In her Episcopal Address Huie explained the denomination's Call to Action recommendations in light of transformation already occurring in the annual conference. Taylor noted that the Call to Action "gives us a tool to use as we look at how we might change for the future."

To do this, lay and clergy leaders and the churches they serve must be spiritually renovated in order to transform the communities around them.

Keynote speaker the Rev. Adam Hamilton of the Church of the Resurrection spoke to this as well. "Change, innovate, improve or die," he said while holding an iPod and a 45 LP record in his hands. Tracing music's evolution from records and 8-tracks to the iPod, he demonstrated the need to continue advancing in ministry.

Despite the less-than-stellar statistics, Huie commended the gathering to consider the infinite possibilities before them. "We may not have as many resources as we'd like, but what we have is sufficient," Huie said. "God is not finished with us yet!"

New church starts remain an area of ministry that embodies new possibilities as new places of worship are developed for new people. Three new churches were chartered this year: Hope Community UMC, Lakeside UMC and The Watershed UMC.

These three churches along with other new church starts in the conference reported worship attendance of about 2,500, which offsets the decline in attendance in the TAC. One hundred percent of the new churches reported at least one profession of faith in 2010-2011; whereas, 63 percent of all TAC churches reported a profession of faith, which is still well above the denominational average of 47 percent.

"The Texas Conference is leading the church, and I'm grateful to be your bishop," Huie said, while also challenging the conference with this question: "In a sea of change, what is the risen Christ asking of us?"

In other business, the Texas Annual Conference commissioned 12 elders and one deacon, and ordained 19 elders and two deacons. The average age ordained clergy was 42.

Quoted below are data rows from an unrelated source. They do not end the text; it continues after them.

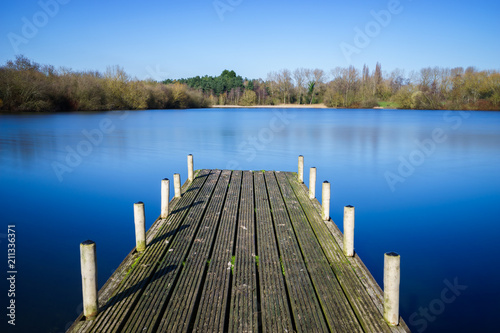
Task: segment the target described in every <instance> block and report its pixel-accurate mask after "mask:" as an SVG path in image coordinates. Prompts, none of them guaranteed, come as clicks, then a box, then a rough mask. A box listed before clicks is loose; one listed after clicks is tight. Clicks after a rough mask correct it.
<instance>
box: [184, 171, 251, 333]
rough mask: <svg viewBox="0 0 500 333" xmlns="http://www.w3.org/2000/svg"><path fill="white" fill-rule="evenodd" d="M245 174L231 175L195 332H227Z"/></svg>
mask: <svg viewBox="0 0 500 333" xmlns="http://www.w3.org/2000/svg"><path fill="white" fill-rule="evenodd" d="M242 175H243V173H242V172H241V171H234V172H233V173H232V175H231V180H230V182H229V187H228V193H227V197H226V201H225V203H224V209H223V212H222V217H221V220H220V226H219V230H218V232H217V237H216V240H215V243H214V249H213V253H212V256H211V258H210V264H209V266H208V272H207V276H206V279H205V284H204V286H203V291H202V295H201V299H200V304H199V307H198V312H197V314H196V319H195V324H194V327H193V331H194V332H224V331H225V319H226V314H227V313H228V311H227V308H228V306H227V304H228V298H229V296H230V291H231V289H230V288H231V270H232V269H231V259H232V255H233V246H234V241H235V233H236V224H237V217H238V206H239V200H240V190H241V181H242ZM226 330H227V329H226Z"/></svg>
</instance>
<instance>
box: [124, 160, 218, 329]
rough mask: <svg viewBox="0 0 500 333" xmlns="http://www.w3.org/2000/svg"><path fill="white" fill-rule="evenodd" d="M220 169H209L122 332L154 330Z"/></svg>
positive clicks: (211, 190)
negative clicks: (198, 190)
mask: <svg viewBox="0 0 500 333" xmlns="http://www.w3.org/2000/svg"><path fill="white" fill-rule="evenodd" d="M219 175H220V171H219V170H212V171H210V174H209V175H208V178H207V181H206V182H205V184H204V185H203V187H202V188H201V190H200V192H199V193H198V195H197V197H196V199H195V202H194V203H193V204H192V206H191V208H190V209H189V211H188V212H187V215H186V217H185V219H184V221H183V223H182V225H181V226H180V227H179V231H178V234H177V236H176V237H175V238H174V239H173V241H172V243H171V246H170V248H169V249H168V251H167V252H166V254H165V256H164V258H163V260H162V261H161V262H160V264H159V266H158V269H157V270H156V272H155V273H154V275H153V276H152V277H151V279H150V281H149V283H148V284H147V285H146V287H145V288H144V292H143V293H142V294H141V296H140V299H139V302H138V303H137V308H136V310H135V311H134V312H133V314H132V315H131V316H130V317H129V318H128V320H127V322H126V323H125V325H124V331H125V332H155V331H156V329H157V325H158V324H159V318H161V315H162V313H163V311H164V309H165V307H166V304H167V301H168V298H169V297H170V293H171V291H172V288H173V287H174V285H175V282H176V281H177V277H178V275H179V272H180V271H181V268H182V262H183V261H184V259H185V258H186V255H187V251H188V250H189V248H190V246H191V244H192V242H193V241H194V239H193V235H195V234H196V231H197V228H198V225H199V223H200V221H201V217H202V216H203V213H204V211H205V209H206V207H207V205H208V202H209V199H210V196H211V195H212V192H213V190H214V188H215V185H216V183H217V180H218V178H219Z"/></svg>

Lay delegates elected to the General Conference were: Don House, College Station, Texas; Andy Hernandez, Montgomery, Texas; Reggie Clemons, Houston, Texas; Gil Hanke, Nashville, Tenn.; Leah Taylor, Houston, Texas; Gib Walton, Houston, Texas; Eleanor F. Colvin, Houston, Texas; Tom Wussow, Kingwood, Texas; Donna Schlitt, Houston, Texas; and Sue Sullivan, Texarkana, Texas.

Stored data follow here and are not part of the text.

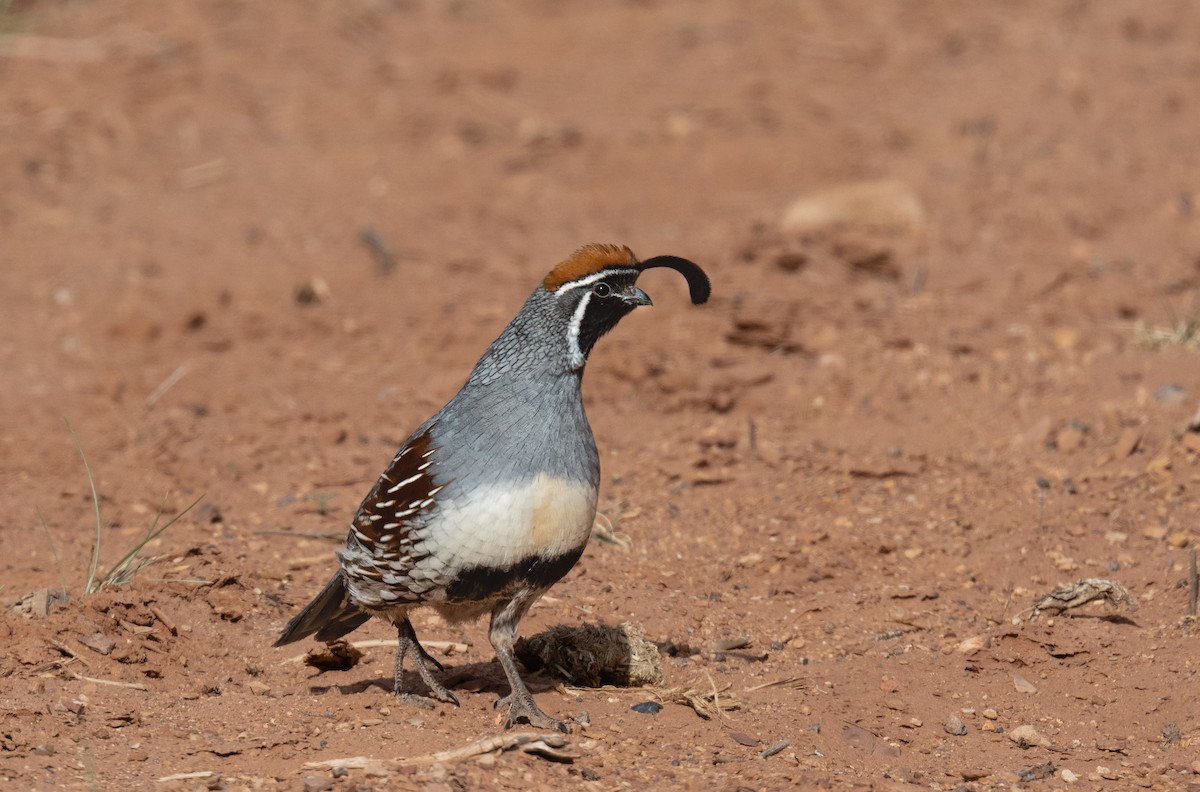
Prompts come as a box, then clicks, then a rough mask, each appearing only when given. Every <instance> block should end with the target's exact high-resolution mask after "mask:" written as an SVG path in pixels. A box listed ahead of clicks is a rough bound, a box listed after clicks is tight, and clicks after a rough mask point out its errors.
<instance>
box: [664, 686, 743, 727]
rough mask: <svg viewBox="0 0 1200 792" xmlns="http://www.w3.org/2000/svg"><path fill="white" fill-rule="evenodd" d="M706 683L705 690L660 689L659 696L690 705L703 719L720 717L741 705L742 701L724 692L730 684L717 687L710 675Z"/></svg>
mask: <svg viewBox="0 0 1200 792" xmlns="http://www.w3.org/2000/svg"><path fill="white" fill-rule="evenodd" d="M708 685H709V689H708V690H707V691H701V690H697V689H696V688H671V689H668V690H664V691H661V692H660V694H659V696H660V697H661V698H662V700H664V701H667V702H670V703H673V704H686V706H688V707H691V708H692V709H694V710H695V713H696V714H697V715H700V716H701V718H703V719H704V720H712V719H714V718H720V716H722V715H724V714H725V713H727V712H733V710H736V709H739V708H740V707H742V701H740V700H739V698H738V697H737V696H734V695H733V694H726V691H727V690H728V689H730V688H731V686H732V685H725V686H724V688H718V686H716V683H715V682H713V678H712V677H709V678H708Z"/></svg>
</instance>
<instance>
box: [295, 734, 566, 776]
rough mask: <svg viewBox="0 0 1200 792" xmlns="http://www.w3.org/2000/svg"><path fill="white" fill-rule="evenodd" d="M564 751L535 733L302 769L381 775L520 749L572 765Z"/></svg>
mask: <svg viewBox="0 0 1200 792" xmlns="http://www.w3.org/2000/svg"><path fill="white" fill-rule="evenodd" d="M564 748H566V737H564V736H563V734H540V733H536V732H515V733H506V734H497V736H493V737H485V738H482V739H478V740H475V742H474V743H470V744H468V745H463V746H462V748H455V749H450V750H448V751H438V752H436V754H427V755H425V756H412V757H406V758H398V760H394V761H385V760H377V758H370V757H367V756H350V757H346V758H334V760H325V761H322V762H306V763H305V764H304V769H306V770H311V769H337V768H346V769H350V770H366V772H367V773H368V774H370V773H376V774H378V773H385V772H386V770H388V769H398V768H402V767H421V766H425V764H448V763H450V762H461V761H463V760H468V758H473V757H476V756H484V755H486V754H500V752H504V751H510V750H514V749H520V750H522V751H524V752H526V754H530V755H533V756H540V757H542V758H547V760H551V761H554V762H574V761H575V756H574V755H572V754H568V752H566V751H564V750H563V749H564Z"/></svg>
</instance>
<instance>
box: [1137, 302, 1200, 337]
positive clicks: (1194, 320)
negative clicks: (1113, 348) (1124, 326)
mask: <svg viewBox="0 0 1200 792" xmlns="http://www.w3.org/2000/svg"><path fill="white" fill-rule="evenodd" d="M1168 312H1169V313H1170V314H1171V319H1172V322H1171V324H1170V325H1166V326H1162V325H1152V324H1147V323H1146V322H1141V320H1139V322H1135V323H1134V325H1133V338H1134V341H1135V342H1136V343H1140V344H1142V346H1145V347H1153V348H1156V349H1160V348H1163V347H1183V348H1186V349H1200V295H1196V299H1195V304H1194V305H1193V307H1192V312H1190V313H1189V314H1188V316H1186V317H1182V318H1176V317H1175V312H1174V311H1171V310H1170V306H1168Z"/></svg>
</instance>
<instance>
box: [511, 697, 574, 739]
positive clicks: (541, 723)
mask: <svg viewBox="0 0 1200 792" xmlns="http://www.w3.org/2000/svg"><path fill="white" fill-rule="evenodd" d="M502 707H508V708H509V716H508V718H505V719H504V728H512V727H514V726H516V725H517V724H518V722H521V721H524V722H527V724H529V725H530V726H533V727H535V728H552V730H554V731H557V732H563V733H564V734H568V733H570V731H571V730H570V727H569V726H568V725H566V724H565V722H563V721H560V720H558V719H557V718H551V716H550V715H547V714H546V713H544V712H541V708H540V707H538V704H536V703H535V702H534V700H533V696H530V695H529V694H528V692H526V694H524V695H523V696H522V695H517V694H515V692H512V694H509V695H508V696H505V697H504V698H500V700H499V701H497V702H496V709H499V708H502Z"/></svg>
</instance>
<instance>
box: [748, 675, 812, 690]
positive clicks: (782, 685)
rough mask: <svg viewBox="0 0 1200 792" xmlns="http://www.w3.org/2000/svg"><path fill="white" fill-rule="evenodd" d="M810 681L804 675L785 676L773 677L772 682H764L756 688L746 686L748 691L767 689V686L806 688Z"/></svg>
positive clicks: (789, 687)
mask: <svg viewBox="0 0 1200 792" xmlns="http://www.w3.org/2000/svg"><path fill="white" fill-rule="evenodd" d="M808 686H809V683H808V680H806V679H804V678H803V677H784V678H782V679H773V680H772V682H764V683H762V684H758V685H755V686H754V688H746V692H754V691H755V690H766V689H767V688H790V689H791V690H806V689H808Z"/></svg>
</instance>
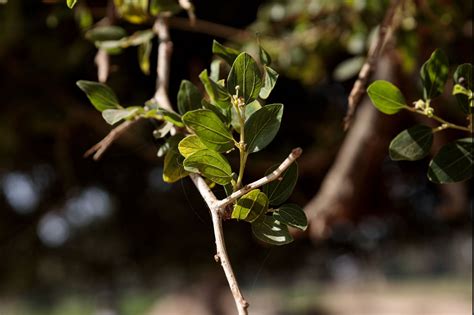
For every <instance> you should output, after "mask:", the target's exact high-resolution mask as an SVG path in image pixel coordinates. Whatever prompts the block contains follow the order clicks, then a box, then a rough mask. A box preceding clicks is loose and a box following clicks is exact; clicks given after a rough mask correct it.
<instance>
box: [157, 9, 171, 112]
mask: <svg viewBox="0 0 474 315" xmlns="http://www.w3.org/2000/svg"><path fill="white" fill-rule="evenodd" d="M153 31H154V32H155V33H156V35H157V36H158V41H159V44H158V60H157V66H156V74H157V78H156V92H155V96H154V99H155V100H156V102H157V103H158V105H159V106H160V107H162V108H164V109H167V110H170V111H173V106H172V105H171V102H170V100H169V97H168V81H169V74H170V61H171V53H172V52H173V43H172V42H171V40H170V34H169V31H168V18H165V17H162V16H158V17H157V19H156V21H155V24H154V25H153Z"/></svg>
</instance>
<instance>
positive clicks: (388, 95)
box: [367, 80, 407, 115]
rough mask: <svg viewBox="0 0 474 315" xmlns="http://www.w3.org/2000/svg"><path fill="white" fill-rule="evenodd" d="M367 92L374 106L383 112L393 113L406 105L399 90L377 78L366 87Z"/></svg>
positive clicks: (404, 101)
mask: <svg viewBox="0 0 474 315" xmlns="http://www.w3.org/2000/svg"><path fill="white" fill-rule="evenodd" d="M367 94H369V97H370V99H371V101H372V103H373V104H374V105H375V107H376V108H377V109H378V110H379V111H381V112H382V113H384V114H387V115H393V114H396V113H398V112H399V111H400V110H401V109H402V108H404V107H406V106H407V105H406V101H405V98H404V97H403V94H402V93H401V92H400V90H399V89H398V88H397V87H396V86H395V85H393V84H392V83H390V82H387V81H384V80H377V81H375V82H373V83H372V84H371V85H370V86H369V87H368V89H367Z"/></svg>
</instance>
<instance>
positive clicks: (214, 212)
mask: <svg viewBox="0 0 474 315" xmlns="http://www.w3.org/2000/svg"><path fill="white" fill-rule="evenodd" d="M189 177H190V178H191V180H192V181H193V183H194V185H195V186H196V188H197V189H198V190H199V193H200V194H201V196H202V197H203V199H204V201H206V204H207V206H208V207H209V209H210V212H211V217H212V225H213V228H214V237H215V241H216V255H215V256H214V259H215V260H216V262H220V264H221V266H222V269H223V270H224V273H225V276H226V278H227V282H228V283H229V287H230V290H231V292H232V295H233V297H234V301H235V305H236V306H237V310H238V312H239V315H247V314H248V312H247V309H248V307H249V304H248V302H247V301H246V300H245V298H244V297H243V295H242V292H241V291H240V287H239V284H238V282H237V279H236V277H235V274H234V271H233V269H232V265H231V263H230V260H229V256H228V254H227V250H226V246H225V240H224V232H223V229H222V213H223V209H224V208H223V207H219V205H218V200H217V198H216V196H215V195H214V193H213V192H212V191H211V189H210V188H209V186H208V185H207V184H206V182H205V181H204V179H203V178H202V177H201V176H199V175H197V174H189Z"/></svg>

Clergy delegates elected to the General Conference were: Elijah Stansell, Huffman, Texas; Chap Temple, Cypress, Texas; Morris Matthis, Sugar Land, Texas; Nancy Kellond, Spring, Texas; Steve Wende, Houston, Texas; Jim Welch, Kingwood, Texas; Kenneth Levingston, Spring, Texas; Tommy Williams, Houston, Texas; Janice Gilbert, League City, Texas; and Matt Idom, Palestine, Texas.

Lay delegates elected to the Jurisdictional Conference were: Eddie Erwin, Houston, Texas; Donel King, Houston, Texas; Sterling Allen, College Station, Texas; Carolyn Huntsman, Lovelady, Texas; Ben Lohmer, Houston, Texas; John Worsham, Houston, Texas; Melba Wilson, Port Arthur, Texas; Scott Atnip, Huntsville, Texas; Marquice Hobbs, Houston, Texas; and Bill Brown, Tyler, Texas.

Clergy delegates elected to the Jurisdictional Conference were: Keith Whitaker, Pearland, Texas; Justin Coleman, Houston, Texas; B.J. Hightower, Houston, Texas; Ben Trammell, Richmond, Texas; Pat Sparks, Missouri City, Texas; Cynthia Harvey, New York, N.Y.; Tom Pace, Houston, Texas; Jessica LaGrone, Conroe, Texas; Rob Renfroe, The Woodlands, Texas; and Jim Bankston, Houston, Texas.

Texas Annual Conference membership stands at 285,016, down 2,115 from the previous year. Worship attendance stands at 106,207, up 2,198. Church school attendance stands at 44,978, down 645.

* Eleanor L. Colvin is the Director of Communications for the Texas Annual Conference.